A Numerical Investigation of a Supercell Tornado: Genesis and Vorticity Budget

Abstract

The mechanism of supercell tornadogenesis and its vorticity budget are investigated by means of a high-resolution (horizontally uniform grid size of 70 m) numerical simulation of the Del City storm, which occurred in Oklahoma, USA, on May 20, 1977. After 50 min of the simulation, a meso-low, which is generated by nonlinear interaction between the storm updraft and vertical wind shear associated with both environmental and storm-induced horizontal flow, develops at around 1.8 km above ground level (AGL). The meso-low acts to strengthen the underlying updraft, and generates a low-level mesocyclone via the tilting of horizontal vorticity associated with the environmental wind and that generated by baroclinic processes. In turn, a pressure depression associated with this low-level mesocyclone generates an updraft exceeding 43 m s -1 at 1.5 km AGL. In addition, small-scale vortices (pretornadic vortices) develop along a gust front.

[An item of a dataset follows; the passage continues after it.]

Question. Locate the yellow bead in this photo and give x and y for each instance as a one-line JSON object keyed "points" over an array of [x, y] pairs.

When the low-level updraft strengthened, one of these pretornadic vortices located immediately beneath the updraft shows a rapid growth into a major tornado. As the tornado develops, a downward pressure gradient force associated with an intense rotation of the tornado strengthens a tornado-scale downdraft on its north side. The developed downdraft compresses the vertical vortex of the tornado, eventually resulting in its dissipation. We also performed a vorticity budget analysis along a typical air-parcel trajectory. Air parcels in the mature tornado vortex originate mainly from the northwest in a layer between 10 and 500 m AGL. Vertical vorticity within the mature tornado is initially produced during descent via tilting of the horizontal vorticity, which is enhanced by stretching of the vortex tube.